High Absentee Rate Cited Among Philadelphia's Teachers
The rate of absences among Philadelphia schoolteachers is nearly twice that in other urban school systems, according to a study released recently by a Philadelphia-area citizens' watchdog group.
Comparing figures provided by the School District of Philadelphia with those of a recent national survey of absenteeism among school personnel, the Council for Educational Priorities found that 13,300 Philadelphia teachers missed an average of 16.8 days of work during the 1980-81 school year, compared to 8.9 days missed by teachers in other city school districts.
The three-year-old, nonprofit organization also found that Philadelphia support-staff members--cafeteria workers, custodians, secretaries--missed an average of 20.82 days in 1980-81, compared with an average of 10 days for support staff in other urban school districts that participated in a national survey conducted last year by the Educational Research Service, a research organization supported by school administrators.
Again using Philadelphia school-system figures, the council found that in 1980-81 the district spent nearly $16 million to hire substitutes to replace absent teachers, an amount equal to the salaries of 687 full-time teachers paid at the rate of $23,000 per year.
The cost of substitutes was $87,782 a day or $70 for each of the district's 224,000 students, according to the study.
"The problem is out of control," said Debra S. Weiner, executive director of the council and principal author of the study. "Kids pay a very large price in the disruption of educational continuity. And tax-paying parents pay a high price in substitute costs."
One major cause mentioned in the study for the high absenteeism rate among the school system's employees is a contract agreement that gives school employees paid leave for 32 separate reasons--including the graduation of a son or daughter from junior high school--in addition to 10 days of sick leave and three days of personal leave.
Another is an insurance policy, also won through collective bargaining, that pays teachers 75 percent of their gross salary for up to one year's absence. The study cites a recent investigation by the school district and the insurance carrier, Equitable Life, which found employees being paid under the long-term disability plan working as taxi-cab drivers and attending law school as full-time students.
Ms. Weiner also said administrators have failed to discipline teachers with poor attendance records. "There is a pervasive belief that no one really cares," she said.
Representatives of the Philadelphia Federation of Teachers--which represents virtually all of the school system's teachers--were unavailable to comment on the study last week.

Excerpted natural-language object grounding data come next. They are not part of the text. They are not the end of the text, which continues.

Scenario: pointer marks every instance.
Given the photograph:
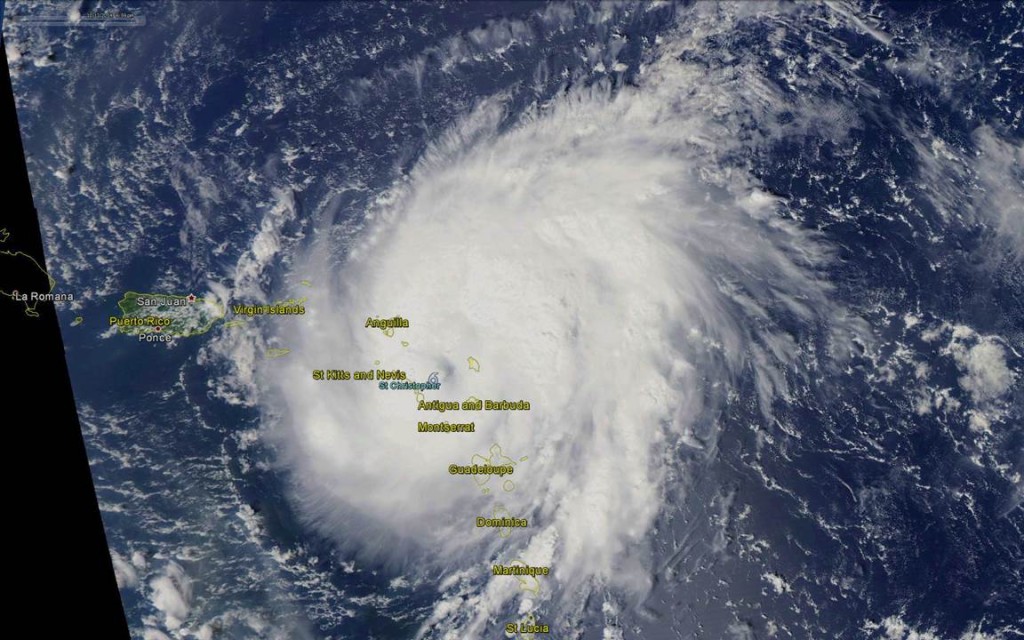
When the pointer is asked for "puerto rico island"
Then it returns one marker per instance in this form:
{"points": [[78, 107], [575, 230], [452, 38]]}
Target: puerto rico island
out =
{"points": [[156, 316]]}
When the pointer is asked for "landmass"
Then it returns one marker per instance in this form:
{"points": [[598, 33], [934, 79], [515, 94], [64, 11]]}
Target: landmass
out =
{"points": [[171, 315]]}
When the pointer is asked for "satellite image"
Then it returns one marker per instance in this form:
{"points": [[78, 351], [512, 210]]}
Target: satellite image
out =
{"points": [[595, 321]]}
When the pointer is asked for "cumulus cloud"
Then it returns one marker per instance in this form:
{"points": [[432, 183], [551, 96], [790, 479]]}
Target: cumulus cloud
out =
{"points": [[983, 361], [171, 594], [124, 572], [596, 258]]}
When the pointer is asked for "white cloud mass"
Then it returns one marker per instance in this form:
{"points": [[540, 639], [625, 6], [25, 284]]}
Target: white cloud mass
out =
{"points": [[600, 260]]}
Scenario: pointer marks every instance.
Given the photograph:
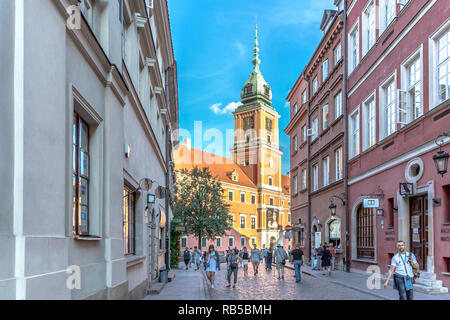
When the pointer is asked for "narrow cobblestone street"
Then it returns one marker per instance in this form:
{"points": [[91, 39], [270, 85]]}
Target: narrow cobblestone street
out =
{"points": [[193, 285], [266, 286]]}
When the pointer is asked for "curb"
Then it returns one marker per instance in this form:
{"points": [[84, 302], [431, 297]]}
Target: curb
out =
{"points": [[206, 289], [345, 285]]}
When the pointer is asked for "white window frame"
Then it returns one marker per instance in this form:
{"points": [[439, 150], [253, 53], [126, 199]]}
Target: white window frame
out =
{"points": [[315, 85], [383, 132], [324, 70], [353, 47], [369, 121], [315, 128], [326, 171], [325, 122], [232, 241], [256, 222], [245, 220], [232, 195], [304, 179], [354, 136], [434, 99], [337, 54], [304, 96], [295, 183], [368, 27], [338, 105], [339, 164], [409, 112], [315, 177]]}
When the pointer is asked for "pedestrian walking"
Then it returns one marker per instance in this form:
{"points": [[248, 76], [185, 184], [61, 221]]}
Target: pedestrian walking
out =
{"points": [[326, 260], [402, 267], [319, 252], [265, 256], [211, 265], [297, 259], [333, 255], [205, 259], [255, 256], [244, 256], [187, 257], [314, 258], [197, 256], [232, 264], [269, 259], [280, 260]]}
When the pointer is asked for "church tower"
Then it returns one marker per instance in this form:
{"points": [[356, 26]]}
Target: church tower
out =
{"points": [[256, 147]]}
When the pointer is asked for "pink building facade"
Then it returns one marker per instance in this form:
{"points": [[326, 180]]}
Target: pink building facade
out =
{"points": [[398, 103]]}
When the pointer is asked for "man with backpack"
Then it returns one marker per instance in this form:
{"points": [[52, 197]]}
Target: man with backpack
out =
{"points": [[197, 256], [280, 260], [403, 265], [187, 257]]}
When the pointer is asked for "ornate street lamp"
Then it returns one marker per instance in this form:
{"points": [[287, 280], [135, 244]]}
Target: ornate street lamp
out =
{"points": [[441, 158], [332, 208]]}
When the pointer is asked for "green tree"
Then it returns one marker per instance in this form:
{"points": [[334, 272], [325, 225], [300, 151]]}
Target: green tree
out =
{"points": [[174, 244], [199, 204]]}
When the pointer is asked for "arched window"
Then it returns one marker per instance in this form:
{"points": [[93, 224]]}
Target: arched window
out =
{"points": [[365, 231], [335, 233]]}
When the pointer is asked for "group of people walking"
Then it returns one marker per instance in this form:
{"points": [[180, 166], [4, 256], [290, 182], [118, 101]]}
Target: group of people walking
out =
{"points": [[234, 258], [323, 258]]}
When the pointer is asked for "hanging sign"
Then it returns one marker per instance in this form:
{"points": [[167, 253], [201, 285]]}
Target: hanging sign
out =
{"points": [[371, 203]]}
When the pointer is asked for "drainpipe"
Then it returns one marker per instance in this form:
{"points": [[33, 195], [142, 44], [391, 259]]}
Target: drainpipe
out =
{"points": [[309, 165], [347, 222]]}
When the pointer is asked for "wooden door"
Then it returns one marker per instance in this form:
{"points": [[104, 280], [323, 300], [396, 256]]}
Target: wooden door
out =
{"points": [[419, 229]]}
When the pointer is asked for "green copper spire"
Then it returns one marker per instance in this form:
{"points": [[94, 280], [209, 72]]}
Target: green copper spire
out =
{"points": [[256, 60], [256, 90]]}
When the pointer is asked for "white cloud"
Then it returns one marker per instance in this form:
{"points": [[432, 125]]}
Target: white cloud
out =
{"points": [[240, 48], [228, 109]]}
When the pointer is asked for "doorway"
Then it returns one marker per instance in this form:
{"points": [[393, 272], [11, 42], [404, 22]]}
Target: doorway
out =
{"points": [[419, 229]]}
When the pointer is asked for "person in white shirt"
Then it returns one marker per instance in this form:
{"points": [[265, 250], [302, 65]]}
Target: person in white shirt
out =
{"points": [[402, 265]]}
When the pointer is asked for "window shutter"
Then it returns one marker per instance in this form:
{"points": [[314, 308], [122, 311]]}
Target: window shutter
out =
{"points": [[402, 109]]}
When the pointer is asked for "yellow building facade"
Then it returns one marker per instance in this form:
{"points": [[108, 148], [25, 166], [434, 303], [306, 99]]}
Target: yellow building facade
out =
{"points": [[254, 187]]}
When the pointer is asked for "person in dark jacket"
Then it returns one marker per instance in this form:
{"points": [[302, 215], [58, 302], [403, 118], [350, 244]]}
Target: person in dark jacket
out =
{"points": [[269, 259], [326, 260]]}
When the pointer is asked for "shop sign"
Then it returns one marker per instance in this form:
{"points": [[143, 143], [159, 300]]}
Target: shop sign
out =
{"points": [[371, 203]]}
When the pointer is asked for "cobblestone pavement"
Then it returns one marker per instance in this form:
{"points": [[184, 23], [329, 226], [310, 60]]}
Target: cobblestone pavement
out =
{"points": [[266, 286], [187, 285]]}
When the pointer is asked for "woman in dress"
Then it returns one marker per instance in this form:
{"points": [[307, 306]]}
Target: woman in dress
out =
{"points": [[244, 257], [326, 260], [211, 265]]}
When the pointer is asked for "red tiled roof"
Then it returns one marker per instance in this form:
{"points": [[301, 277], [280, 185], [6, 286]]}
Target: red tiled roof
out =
{"points": [[220, 167], [285, 184]]}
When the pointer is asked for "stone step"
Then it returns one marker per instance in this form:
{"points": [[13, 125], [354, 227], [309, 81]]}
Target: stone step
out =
{"points": [[427, 275], [156, 288], [430, 290], [429, 283]]}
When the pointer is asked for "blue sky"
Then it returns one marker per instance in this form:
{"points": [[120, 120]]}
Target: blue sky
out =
{"points": [[213, 42]]}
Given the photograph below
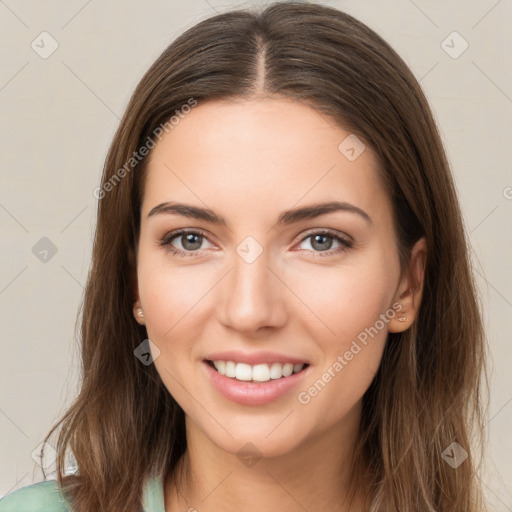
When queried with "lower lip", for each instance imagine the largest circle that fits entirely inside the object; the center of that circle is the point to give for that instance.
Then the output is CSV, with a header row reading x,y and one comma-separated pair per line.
x,y
253,393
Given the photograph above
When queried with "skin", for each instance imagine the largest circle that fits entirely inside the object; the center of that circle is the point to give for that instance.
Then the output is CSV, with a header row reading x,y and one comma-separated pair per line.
x,y
248,161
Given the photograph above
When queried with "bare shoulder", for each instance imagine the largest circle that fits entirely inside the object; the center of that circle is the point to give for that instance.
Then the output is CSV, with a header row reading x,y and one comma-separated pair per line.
x,y
40,497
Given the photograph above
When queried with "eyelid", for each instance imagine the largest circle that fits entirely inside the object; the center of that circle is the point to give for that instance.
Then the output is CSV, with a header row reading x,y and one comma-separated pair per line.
x,y
345,239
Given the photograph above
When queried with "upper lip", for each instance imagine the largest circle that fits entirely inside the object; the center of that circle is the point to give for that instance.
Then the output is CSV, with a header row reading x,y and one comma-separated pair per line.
x,y
254,358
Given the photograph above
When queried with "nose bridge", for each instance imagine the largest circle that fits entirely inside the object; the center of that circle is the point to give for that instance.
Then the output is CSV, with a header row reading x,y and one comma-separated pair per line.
x,y
252,295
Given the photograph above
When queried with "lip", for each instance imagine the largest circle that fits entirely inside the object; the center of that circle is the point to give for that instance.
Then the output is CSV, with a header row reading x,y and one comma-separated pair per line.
x,y
252,393
253,358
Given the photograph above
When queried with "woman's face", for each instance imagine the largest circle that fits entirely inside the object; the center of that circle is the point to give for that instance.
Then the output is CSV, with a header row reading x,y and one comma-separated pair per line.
x,y
267,287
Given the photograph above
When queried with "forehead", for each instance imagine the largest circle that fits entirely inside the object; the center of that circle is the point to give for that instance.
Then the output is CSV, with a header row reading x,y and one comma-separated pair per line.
x,y
254,154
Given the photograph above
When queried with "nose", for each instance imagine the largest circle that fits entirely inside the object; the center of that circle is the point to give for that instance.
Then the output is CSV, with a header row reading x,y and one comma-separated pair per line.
x,y
252,296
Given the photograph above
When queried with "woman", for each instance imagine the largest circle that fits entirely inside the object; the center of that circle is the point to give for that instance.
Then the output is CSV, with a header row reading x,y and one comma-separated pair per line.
x,y
280,311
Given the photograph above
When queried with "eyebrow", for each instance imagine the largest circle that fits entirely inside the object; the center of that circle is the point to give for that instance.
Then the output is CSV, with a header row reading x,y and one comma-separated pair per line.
x,y
285,218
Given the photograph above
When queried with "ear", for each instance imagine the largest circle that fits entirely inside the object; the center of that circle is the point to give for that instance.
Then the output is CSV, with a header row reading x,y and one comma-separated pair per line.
x,y
410,289
138,312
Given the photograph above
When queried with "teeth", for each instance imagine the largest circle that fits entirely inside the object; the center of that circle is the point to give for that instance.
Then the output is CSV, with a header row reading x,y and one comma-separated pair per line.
x,y
258,372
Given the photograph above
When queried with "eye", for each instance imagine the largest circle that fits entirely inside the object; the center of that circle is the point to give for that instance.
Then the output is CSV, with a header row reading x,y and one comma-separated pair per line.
x,y
322,241
190,241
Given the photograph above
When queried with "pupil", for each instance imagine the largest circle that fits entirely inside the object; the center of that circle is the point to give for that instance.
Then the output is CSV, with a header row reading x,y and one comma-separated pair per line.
x,y
189,239
316,237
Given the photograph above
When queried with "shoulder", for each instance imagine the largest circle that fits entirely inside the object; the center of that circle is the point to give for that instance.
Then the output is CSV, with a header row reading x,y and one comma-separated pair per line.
x,y
40,497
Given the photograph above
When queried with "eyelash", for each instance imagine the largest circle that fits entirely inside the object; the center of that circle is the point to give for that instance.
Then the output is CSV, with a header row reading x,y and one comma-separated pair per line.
x,y
168,238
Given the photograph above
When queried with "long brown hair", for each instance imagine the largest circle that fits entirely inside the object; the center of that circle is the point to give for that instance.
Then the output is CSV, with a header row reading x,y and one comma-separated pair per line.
x,y
125,426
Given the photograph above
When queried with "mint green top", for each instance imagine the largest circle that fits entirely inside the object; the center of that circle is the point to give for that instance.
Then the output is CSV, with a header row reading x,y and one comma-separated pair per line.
x,y
46,497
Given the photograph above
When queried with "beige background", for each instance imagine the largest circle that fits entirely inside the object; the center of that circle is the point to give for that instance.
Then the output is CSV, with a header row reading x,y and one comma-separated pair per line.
x,y
59,114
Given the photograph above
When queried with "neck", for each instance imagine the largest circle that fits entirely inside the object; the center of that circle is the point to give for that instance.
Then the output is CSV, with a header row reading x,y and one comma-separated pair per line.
x,y
314,476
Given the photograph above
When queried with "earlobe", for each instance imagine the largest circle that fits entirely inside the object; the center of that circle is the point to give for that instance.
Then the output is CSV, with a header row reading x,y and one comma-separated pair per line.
x,y
138,313
411,289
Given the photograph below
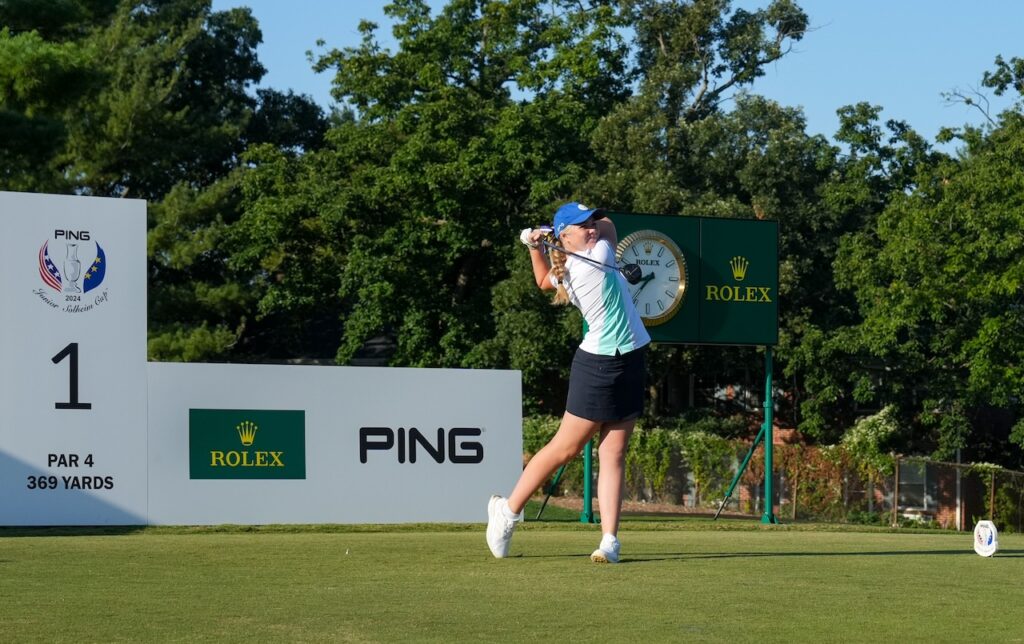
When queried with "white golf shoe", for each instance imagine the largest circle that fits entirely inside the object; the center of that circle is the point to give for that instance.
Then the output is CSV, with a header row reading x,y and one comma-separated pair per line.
x,y
607,552
500,527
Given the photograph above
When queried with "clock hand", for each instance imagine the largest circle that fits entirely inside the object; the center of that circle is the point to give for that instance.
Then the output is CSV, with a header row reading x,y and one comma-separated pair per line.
x,y
643,283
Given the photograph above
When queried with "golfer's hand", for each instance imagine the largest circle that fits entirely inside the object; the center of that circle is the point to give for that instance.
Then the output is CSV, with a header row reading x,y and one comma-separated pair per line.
x,y
530,238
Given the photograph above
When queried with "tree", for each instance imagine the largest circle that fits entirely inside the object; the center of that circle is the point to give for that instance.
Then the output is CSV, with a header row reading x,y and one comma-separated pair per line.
x,y
431,169
938,282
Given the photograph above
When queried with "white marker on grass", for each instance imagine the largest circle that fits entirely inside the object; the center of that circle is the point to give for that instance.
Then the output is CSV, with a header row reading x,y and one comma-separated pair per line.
x,y
986,539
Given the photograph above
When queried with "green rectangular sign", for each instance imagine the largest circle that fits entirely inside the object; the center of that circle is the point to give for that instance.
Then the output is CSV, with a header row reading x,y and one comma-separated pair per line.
x,y
247,443
727,271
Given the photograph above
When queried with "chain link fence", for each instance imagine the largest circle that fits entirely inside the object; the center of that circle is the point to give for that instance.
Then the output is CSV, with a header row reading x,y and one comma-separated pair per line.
x,y
693,470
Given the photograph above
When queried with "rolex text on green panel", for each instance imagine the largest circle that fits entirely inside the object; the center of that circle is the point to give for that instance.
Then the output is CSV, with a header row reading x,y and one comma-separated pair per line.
x,y
738,287
247,443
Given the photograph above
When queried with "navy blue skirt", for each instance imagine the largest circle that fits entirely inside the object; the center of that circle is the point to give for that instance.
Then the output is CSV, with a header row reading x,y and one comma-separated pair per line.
x,y
607,387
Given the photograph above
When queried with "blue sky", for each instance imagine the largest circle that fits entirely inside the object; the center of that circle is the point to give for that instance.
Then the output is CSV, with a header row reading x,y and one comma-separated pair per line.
x,y
901,54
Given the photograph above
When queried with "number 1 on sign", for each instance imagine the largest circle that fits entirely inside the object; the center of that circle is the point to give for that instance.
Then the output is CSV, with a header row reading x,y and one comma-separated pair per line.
x,y
73,403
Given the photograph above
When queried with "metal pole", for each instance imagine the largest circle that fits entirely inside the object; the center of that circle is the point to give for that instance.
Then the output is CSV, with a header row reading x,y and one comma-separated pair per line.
x,y
769,515
895,522
739,471
587,516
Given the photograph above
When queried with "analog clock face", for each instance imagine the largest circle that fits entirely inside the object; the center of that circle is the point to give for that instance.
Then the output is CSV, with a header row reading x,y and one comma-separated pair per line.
x,y
660,291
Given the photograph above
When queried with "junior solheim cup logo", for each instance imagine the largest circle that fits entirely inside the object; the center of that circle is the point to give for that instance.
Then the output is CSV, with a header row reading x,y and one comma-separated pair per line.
x,y
72,271
738,266
247,432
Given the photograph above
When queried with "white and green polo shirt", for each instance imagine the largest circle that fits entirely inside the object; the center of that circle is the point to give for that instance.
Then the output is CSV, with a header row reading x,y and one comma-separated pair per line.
x,y
603,298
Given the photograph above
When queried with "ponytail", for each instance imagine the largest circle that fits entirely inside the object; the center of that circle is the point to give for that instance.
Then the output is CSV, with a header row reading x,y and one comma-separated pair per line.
x,y
558,267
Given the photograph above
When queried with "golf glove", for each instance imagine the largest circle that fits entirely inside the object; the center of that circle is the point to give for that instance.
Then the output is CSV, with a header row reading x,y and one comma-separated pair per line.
x,y
524,238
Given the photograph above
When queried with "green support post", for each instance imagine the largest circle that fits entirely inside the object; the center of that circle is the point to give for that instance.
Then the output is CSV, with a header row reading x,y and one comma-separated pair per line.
x,y
587,516
769,514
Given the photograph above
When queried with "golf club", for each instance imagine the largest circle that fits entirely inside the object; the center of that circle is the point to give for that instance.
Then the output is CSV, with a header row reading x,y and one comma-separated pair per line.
x,y
631,272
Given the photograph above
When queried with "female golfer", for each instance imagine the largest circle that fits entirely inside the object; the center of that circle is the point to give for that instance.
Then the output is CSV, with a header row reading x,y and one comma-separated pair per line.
x,y
606,382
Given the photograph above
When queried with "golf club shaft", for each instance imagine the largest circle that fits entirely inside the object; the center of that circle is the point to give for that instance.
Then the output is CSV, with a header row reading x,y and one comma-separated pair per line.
x,y
583,257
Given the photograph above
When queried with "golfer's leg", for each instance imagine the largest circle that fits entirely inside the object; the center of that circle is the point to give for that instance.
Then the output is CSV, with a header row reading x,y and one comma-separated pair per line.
x,y
611,472
572,434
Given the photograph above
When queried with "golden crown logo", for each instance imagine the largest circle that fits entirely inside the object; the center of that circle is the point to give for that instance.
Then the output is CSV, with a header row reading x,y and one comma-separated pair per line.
x,y
738,266
247,432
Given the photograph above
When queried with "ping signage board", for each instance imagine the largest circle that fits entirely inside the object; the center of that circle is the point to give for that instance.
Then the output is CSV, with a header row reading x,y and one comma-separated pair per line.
x,y
730,287
269,443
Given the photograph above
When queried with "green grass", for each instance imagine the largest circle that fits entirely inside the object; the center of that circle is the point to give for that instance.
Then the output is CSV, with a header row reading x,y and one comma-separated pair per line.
x,y
689,580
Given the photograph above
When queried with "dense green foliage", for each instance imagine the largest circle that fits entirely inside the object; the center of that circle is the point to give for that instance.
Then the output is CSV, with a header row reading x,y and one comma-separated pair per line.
x,y
386,229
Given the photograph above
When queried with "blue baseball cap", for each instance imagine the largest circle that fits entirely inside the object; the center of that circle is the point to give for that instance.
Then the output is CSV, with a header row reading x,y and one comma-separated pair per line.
x,y
571,214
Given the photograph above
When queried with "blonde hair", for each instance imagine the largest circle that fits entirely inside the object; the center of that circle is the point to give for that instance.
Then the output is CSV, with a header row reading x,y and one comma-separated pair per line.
x,y
558,267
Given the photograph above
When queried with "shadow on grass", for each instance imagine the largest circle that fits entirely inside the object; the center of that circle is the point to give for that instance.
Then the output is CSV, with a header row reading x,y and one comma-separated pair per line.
x,y
72,530
669,556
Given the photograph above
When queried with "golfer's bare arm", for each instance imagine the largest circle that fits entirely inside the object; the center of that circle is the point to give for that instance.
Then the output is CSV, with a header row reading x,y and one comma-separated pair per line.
x,y
606,230
541,267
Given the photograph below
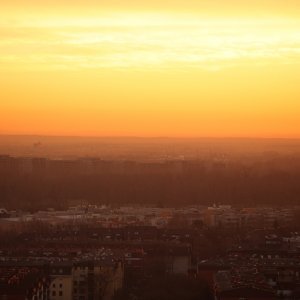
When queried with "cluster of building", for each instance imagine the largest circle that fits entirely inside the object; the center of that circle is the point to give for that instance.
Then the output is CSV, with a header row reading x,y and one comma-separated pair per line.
x,y
223,216
41,165
261,275
41,280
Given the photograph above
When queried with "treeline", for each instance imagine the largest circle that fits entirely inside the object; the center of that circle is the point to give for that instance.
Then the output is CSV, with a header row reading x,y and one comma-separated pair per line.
x,y
273,182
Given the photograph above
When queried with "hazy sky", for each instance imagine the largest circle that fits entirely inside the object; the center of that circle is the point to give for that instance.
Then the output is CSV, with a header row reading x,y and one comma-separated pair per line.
x,y
150,68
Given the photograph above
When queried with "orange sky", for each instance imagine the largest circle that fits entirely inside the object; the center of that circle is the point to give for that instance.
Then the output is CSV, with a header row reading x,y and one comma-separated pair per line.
x,y
159,68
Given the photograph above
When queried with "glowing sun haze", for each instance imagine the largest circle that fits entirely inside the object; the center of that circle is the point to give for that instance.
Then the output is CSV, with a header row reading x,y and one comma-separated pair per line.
x,y
147,68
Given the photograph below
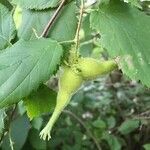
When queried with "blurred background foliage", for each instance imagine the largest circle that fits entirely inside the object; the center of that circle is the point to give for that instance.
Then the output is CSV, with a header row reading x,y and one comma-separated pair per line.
x,y
110,113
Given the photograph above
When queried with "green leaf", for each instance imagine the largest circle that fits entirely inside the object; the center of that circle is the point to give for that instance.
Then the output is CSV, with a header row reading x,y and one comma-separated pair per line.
x,y
19,129
7,4
129,126
7,27
62,30
2,116
41,101
135,3
26,65
125,32
38,4
146,146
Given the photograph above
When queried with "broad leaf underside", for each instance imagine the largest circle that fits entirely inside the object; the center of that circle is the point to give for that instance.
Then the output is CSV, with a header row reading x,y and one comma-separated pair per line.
x,y
24,66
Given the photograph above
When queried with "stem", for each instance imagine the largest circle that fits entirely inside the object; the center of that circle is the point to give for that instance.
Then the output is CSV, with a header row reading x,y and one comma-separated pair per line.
x,y
9,122
82,123
79,25
51,21
11,142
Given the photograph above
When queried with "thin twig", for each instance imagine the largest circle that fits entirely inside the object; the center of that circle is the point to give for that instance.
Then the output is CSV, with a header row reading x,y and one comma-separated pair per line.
x,y
82,123
10,141
9,122
48,26
79,25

But Carole Phillips, secretary of the union, said in an interview with Ms. Weiner that was included in the report, that working conditions--including lack of building security, heating and maintenance problems, disruptive students, large class sizes, and a lack of community support were major factors contributing to the high absenteeism rates among the city's teachers.
Severity of Problem Acknowledged
A spokesman for the Philadelphia school system acknowledged the severity of the absenteeism problem and attributed it to a failure of principals to adequately discipline teachers who abuse the district's leave policy and liberal leave provisions built into the district's collective-bargaining agreement.
The report makes several recommendations for solving the city's absenteeism problem, including making attendance a criterion for evaluating the job performance of all employees, stricter disciplinary action against employees who abuse established leave policies, and a drastic reduction in the types of district-funded paid absences.
A committee on absenteeism made up of administrators, teachers, support staff, and citizens was formed last fall and is expected to make recommendations to the Philadelphia school board by next September. The recommendations will include a plan to use computers to track employee-absenteeism patterns.